When Bridget Morris, of Greenwood Lake, had a sonogram to check on the twins she expected in October of 2008, her obstetrician warned her that one was likely to be born with a club foot and possibly Down syndrome. Did she want an abortion?
“I said no without even looking at my husband,” Morris recalled.
Then when she first saw her daughter, Morris said, “I knew right away she didn’t have Down syndrome.” As for the club foot, she asked the doctor, “It’s just the foot, right?”
If the structural issue was just club foot disease, the treatment would have primarily required casting at birth and would have soon resolved, Morris said. But after surgeries beginning when Leila was two months old, doctors found that she also had a tethered spinal cord. So when Leila was five, she had neurosurgery.
“I was lucky enough to have good healthcare and an unstoppable daughter,” said Morris. “Despite wearing a cast or brace 24 hours a day, Laila would swing from monkey bars as a toddler. I later introduced her to swimming and then, three years ago, rowing.”
Leila and her twin brother Robert, who recently moved to Greenwood Lake from Tuxedo Park, swam competitively, Leila’s stroke being the butterfly. But as Covid-19 restrictions closed in, Leila and Robert swam in outdoor pools in November and December. They soon tired of swimming in the cold.

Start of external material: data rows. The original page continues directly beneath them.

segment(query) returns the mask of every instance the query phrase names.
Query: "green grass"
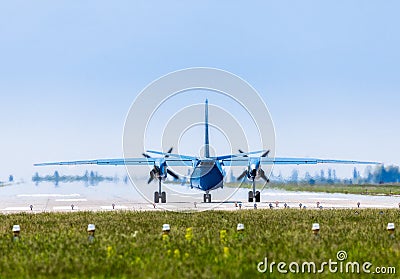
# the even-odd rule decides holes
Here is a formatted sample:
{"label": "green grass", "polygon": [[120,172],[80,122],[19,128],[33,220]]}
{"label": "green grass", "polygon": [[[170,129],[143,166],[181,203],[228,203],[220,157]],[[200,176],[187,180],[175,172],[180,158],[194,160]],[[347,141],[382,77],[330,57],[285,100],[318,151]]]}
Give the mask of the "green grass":
{"label": "green grass", "polygon": [[[399,210],[238,210],[201,213],[75,212],[0,215],[0,278],[309,278],[309,274],[261,274],[257,263],[336,260],[394,266],[400,272],[400,236],[391,239],[388,222],[400,225]],[[321,225],[320,237],[311,225]],[[86,228],[96,225],[96,241]],[[161,237],[171,225],[170,241]],[[237,223],[246,227],[243,238]],[[12,242],[13,224],[21,240]],[[193,239],[185,237],[193,228]],[[220,231],[226,230],[221,241]],[[138,231],[136,237],[134,232]],[[372,269],[371,269],[372,270]],[[314,275],[315,276],[315,275]],[[330,274],[316,278],[360,278]],[[367,275],[361,274],[361,278]],[[368,276],[369,278],[369,276]],[[395,275],[379,278],[397,278]]]}

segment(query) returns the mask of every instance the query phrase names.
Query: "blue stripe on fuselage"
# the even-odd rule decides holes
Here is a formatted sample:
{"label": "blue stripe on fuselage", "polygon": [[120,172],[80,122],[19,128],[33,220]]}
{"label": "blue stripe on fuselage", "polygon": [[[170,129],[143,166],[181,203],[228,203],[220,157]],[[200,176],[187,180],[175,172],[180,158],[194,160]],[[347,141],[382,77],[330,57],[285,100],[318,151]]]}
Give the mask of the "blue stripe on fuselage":
{"label": "blue stripe on fuselage", "polygon": [[199,160],[190,176],[190,185],[203,191],[223,187],[221,164],[213,159]]}

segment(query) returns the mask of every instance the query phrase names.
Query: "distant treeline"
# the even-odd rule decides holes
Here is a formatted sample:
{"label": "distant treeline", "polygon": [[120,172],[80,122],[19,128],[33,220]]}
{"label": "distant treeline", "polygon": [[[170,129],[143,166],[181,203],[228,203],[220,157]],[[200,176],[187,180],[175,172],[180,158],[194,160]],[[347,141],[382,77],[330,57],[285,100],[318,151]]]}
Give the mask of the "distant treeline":
{"label": "distant treeline", "polygon": [[377,166],[375,168],[367,167],[364,176],[360,175],[357,168],[353,169],[352,178],[340,179],[336,177],[336,171],[328,169],[325,173],[321,170],[320,173],[316,173],[311,176],[310,173],[306,173],[304,178],[299,177],[299,172],[295,169],[292,171],[292,175],[284,179],[281,175],[271,177],[271,182],[286,182],[286,183],[307,183],[310,185],[314,184],[385,184],[385,183],[400,183],[400,168],[398,166]]}
{"label": "distant treeline", "polygon": [[[102,176],[93,171],[86,171],[84,175],[60,175],[58,171],[55,171],[53,175],[46,176],[40,176],[39,173],[36,172],[35,175],[32,176],[32,181],[35,182],[35,184],[39,184],[40,182],[53,182],[55,185],[67,182],[85,182],[90,186],[95,186],[100,182],[118,183],[120,179],[118,176]],[[123,181],[127,183],[128,177],[125,176]]]}

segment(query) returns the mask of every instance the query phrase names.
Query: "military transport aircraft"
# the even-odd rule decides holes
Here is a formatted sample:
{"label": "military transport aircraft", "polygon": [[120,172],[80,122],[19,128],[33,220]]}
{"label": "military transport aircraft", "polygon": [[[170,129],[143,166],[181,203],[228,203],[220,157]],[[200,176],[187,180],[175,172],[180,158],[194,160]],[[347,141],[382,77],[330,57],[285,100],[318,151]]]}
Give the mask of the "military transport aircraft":
{"label": "military transport aircraft", "polygon": [[[321,164],[321,163],[338,163],[338,164],[378,164],[376,162],[362,162],[349,160],[326,160],[315,158],[269,158],[269,150],[260,150],[253,152],[243,152],[239,150],[238,154],[229,154],[224,156],[210,156],[209,136],[208,136],[208,100],[205,102],[205,145],[204,156],[195,157],[182,154],[172,153],[172,148],[168,152],[160,152],[147,150],[147,153],[161,155],[160,157],[152,157],[147,153],[143,153],[143,158],[124,158],[124,159],[97,159],[84,161],[69,161],[69,162],[51,162],[40,163],[35,166],[51,166],[51,165],[153,165],[150,171],[150,178],[147,183],[153,179],[158,180],[158,191],[154,192],[154,202],[166,203],[166,193],[162,191],[162,181],[167,177],[167,174],[174,178],[179,176],[168,166],[186,166],[193,170],[190,174],[190,187],[205,191],[204,202],[211,202],[210,191],[222,188],[224,179],[223,166],[247,166],[246,170],[238,177],[239,180],[248,178],[253,183],[253,189],[249,191],[249,202],[260,202],[260,192],[256,191],[255,180],[262,178],[269,181],[265,172],[261,168],[261,164]],[[259,156],[251,156],[261,154]]]}

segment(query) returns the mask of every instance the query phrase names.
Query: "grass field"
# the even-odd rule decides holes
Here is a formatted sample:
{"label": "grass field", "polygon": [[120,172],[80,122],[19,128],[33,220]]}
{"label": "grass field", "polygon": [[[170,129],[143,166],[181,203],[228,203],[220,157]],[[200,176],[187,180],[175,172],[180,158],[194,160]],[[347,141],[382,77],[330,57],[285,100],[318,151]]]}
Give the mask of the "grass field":
{"label": "grass field", "polygon": [[[226,183],[227,187],[251,188],[250,183]],[[264,184],[257,184],[260,188]],[[269,183],[266,188],[281,189],[286,191],[306,191],[306,192],[324,192],[324,193],[343,193],[343,194],[361,194],[361,195],[400,195],[399,184],[382,185],[358,185],[358,184],[279,184]]]}
{"label": "grass field", "polygon": [[[280,274],[276,266],[260,273],[257,264],[265,257],[268,264],[300,267],[314,261],[318,270],[343,250],[348,255],[343,263],[368,261],[371,272],[395,267],[399,273],[400,236],[386,231],[388,222],[400,224],[399,217],[399,210],[373,209],[0,215],[0,278],[370,278],[329,273],[327,266],[316,275]],[[321,226],[319,237],[311,232],[314,222]],[[96,225],[93,243],[87,240],[89,223]],[[163,223],[171,225],[169,241],[162,240]],[[244,235],[237,234],[237,223],[244,223]],[[13,224],[21,226],[18,242],[12,241]]]}

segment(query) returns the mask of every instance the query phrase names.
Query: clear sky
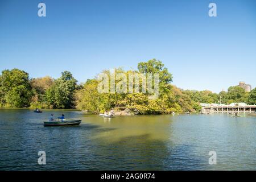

That was when Morris thought about rowing.
“I had zero exposure to rowing,” she said. “I’m a Puerto Rican from the Bronx projects. But we’re adventurous.”
Morris and her husband Robert had met working in the New York Police Department, she in the 44th Precinct, around Yankee Stadium, he in the Highway Patrol.
“Leila had been happy swimming, but I knew rowing is an NCAA sport,” Morris said, referring to the National Collegiate Athletic Association.
Even though Leila was not the minimum age of 13 for competition, she was allowed to compete because she was a strong swimmer, Morris said. One official cautioned her that she could only compete as a novice once, but she insisted.
So last fall she competed as a single against 19- and 20-year-olds in the Head of the Schuylkill race in Philadelphia that brings competitors from around the world. She took fourth place.
“Competing as a single at 12 is unusual,” Morris said. “Now they test 12-year-olds,” since Leila’s success.
In June, Leila competed in a quad, with her brother Robert as coxswain in the USRowing Youth National Championships in Sarasota, Florida.
“It’s the group that feeds the Olympic team,” said Morris. “They came in ninth in the nation.”
Then on July 30, Leila won a gold medal as a single at the Overpeck Summer Sprints.
“Her team, Rockland Rowing, is hoping they get selected for the Head of Charles in Boston on October 21-23,” said Morris.”This is a big international race, but teams are selected for participation on a lottery system. Then the next big one where she will definitely compete is Head of the Schuykill in Philadelphia on October 29-30. That attracts the best athletes as well.”
She notes that Leila triumphed despite visible remnants of her structural issues--an underdeveloped calf muscle, two obviously different sized feet and a slight gait imbalance. Her medical treatment continued until last year. Morris is proud of how far her daughter has gone on those feet and offered Laila’s tale to demonstrate unpredictable possibilities.
Laila triumphed despite visible remnants of her birth deformities--an underdeveloped calf muscle, two obviously different sized feet and a slight gait imbalance.